Company of Heroes 2, Metro: Last Light, South Park: The Stick of Truth, and the next Saint's Row release are the big catalysts for 2013. I will discuss each of these in more detail in a follow-up article, but initial reactions for each game (minus the next SR, which is very secretive) are very positive. The links above each demonstrate the content and related commentary, and a quick Google search will bring more details if you do not wish to wait for a more in-depth follow-up article.

Conclusion

I use a zero-return bankruptcy potential of around 30% in my projection model.
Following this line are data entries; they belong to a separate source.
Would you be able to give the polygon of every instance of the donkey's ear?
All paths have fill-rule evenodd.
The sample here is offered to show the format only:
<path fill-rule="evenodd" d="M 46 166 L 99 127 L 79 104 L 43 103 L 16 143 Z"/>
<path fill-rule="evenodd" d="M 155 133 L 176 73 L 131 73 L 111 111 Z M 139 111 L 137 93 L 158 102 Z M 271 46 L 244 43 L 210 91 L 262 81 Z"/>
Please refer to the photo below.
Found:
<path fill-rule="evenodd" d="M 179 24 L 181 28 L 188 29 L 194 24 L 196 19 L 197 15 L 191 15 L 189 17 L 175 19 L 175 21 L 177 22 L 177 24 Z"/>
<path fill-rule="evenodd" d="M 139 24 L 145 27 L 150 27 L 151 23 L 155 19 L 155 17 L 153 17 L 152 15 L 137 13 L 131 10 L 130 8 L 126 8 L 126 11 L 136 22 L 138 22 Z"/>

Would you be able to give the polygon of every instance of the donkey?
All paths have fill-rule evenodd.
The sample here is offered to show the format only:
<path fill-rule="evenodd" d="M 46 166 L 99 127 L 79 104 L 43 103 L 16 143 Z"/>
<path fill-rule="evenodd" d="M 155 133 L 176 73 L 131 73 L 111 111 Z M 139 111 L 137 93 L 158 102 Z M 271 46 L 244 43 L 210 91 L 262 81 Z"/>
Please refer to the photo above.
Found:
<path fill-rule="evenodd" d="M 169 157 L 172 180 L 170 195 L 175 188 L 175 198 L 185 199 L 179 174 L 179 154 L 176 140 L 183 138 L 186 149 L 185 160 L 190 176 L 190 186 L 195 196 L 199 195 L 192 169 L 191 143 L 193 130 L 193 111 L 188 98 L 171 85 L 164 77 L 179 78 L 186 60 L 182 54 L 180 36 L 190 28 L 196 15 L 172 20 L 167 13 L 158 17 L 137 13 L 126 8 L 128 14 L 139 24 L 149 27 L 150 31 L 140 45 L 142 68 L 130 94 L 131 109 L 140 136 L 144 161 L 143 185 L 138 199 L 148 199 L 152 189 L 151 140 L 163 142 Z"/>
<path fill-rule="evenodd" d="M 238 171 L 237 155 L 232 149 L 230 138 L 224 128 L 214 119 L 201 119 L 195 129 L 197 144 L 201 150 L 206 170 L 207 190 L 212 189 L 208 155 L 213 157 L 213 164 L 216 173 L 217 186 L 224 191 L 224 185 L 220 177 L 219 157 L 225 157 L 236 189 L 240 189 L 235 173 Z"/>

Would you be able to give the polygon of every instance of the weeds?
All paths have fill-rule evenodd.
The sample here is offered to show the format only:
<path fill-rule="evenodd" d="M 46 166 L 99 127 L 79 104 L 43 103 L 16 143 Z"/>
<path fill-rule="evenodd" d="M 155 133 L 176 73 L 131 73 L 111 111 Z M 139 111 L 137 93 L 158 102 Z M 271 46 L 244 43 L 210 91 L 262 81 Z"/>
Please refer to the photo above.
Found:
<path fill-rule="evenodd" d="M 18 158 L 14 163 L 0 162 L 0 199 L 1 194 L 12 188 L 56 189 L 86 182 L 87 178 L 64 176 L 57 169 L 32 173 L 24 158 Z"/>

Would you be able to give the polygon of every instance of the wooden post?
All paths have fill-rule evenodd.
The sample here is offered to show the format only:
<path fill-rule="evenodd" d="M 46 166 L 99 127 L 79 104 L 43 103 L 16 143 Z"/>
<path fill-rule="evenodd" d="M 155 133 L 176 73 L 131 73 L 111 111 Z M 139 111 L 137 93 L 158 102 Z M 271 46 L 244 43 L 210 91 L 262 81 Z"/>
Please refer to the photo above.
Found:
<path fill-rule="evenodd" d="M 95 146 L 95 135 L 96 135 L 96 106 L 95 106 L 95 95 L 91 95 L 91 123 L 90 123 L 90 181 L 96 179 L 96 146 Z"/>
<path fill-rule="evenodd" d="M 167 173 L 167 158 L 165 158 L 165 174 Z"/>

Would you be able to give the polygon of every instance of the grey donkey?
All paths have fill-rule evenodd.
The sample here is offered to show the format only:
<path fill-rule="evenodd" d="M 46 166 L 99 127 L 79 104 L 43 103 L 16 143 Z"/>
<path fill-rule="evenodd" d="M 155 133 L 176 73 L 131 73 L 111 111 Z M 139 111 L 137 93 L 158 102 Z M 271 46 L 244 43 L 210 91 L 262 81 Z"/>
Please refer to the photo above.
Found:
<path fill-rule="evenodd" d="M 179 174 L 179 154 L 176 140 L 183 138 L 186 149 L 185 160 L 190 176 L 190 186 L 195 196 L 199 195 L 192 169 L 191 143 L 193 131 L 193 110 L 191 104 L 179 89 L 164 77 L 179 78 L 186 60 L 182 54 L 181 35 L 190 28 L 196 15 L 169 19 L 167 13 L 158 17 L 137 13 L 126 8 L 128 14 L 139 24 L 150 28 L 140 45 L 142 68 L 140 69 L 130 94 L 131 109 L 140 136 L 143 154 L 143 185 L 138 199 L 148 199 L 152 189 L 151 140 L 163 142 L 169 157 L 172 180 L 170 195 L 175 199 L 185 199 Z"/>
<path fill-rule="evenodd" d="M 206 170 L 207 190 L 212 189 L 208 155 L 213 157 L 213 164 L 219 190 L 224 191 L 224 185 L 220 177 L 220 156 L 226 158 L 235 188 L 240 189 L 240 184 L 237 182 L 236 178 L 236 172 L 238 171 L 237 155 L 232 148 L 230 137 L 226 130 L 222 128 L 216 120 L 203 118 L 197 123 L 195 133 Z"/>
Personally, I see the risk as closer to 10%, but I think with bankruptcy-prone investments, it's always best to double or triple the applied risk factor. I also used a 'high-risk' discount of 20% when I typically prefer to apply 10% to equities. Adjusting for these factors, I believe THQ is worth $13.96, or effectively undervalued by a factor over 12. It's hard to believe that I'm "that much smarter" than the market, so please take my entire model with a grain of salt. The market clearly sees a potential closer to 90%. I believe this investment has the potential to be a once in a lifetime find, but I also realize the risk of complete loss. If you find my article interesting (and hopefully helpful), please 'Follow' me, to be notified of the release of the 2-3 follow-up editions in the next two weeks.

Trading Recommendation

I advise treating these shares like lottery tickets. If you find my expected value percentages realistic including the $200M takeover value, than you can see that THQ is clearly underpriced. For the risk-seeking investor, I recommend a 1-5% portfolio allocation in these shares, preferably in a non-taxable account. If you are afraid of a total loss, or have liquidity needs, steer clear of THQ. This one is going to be wild. My money is where my mouth is with roughly 4% of my portfolio here with a cost basis of just over $2 (70% of shares post-results).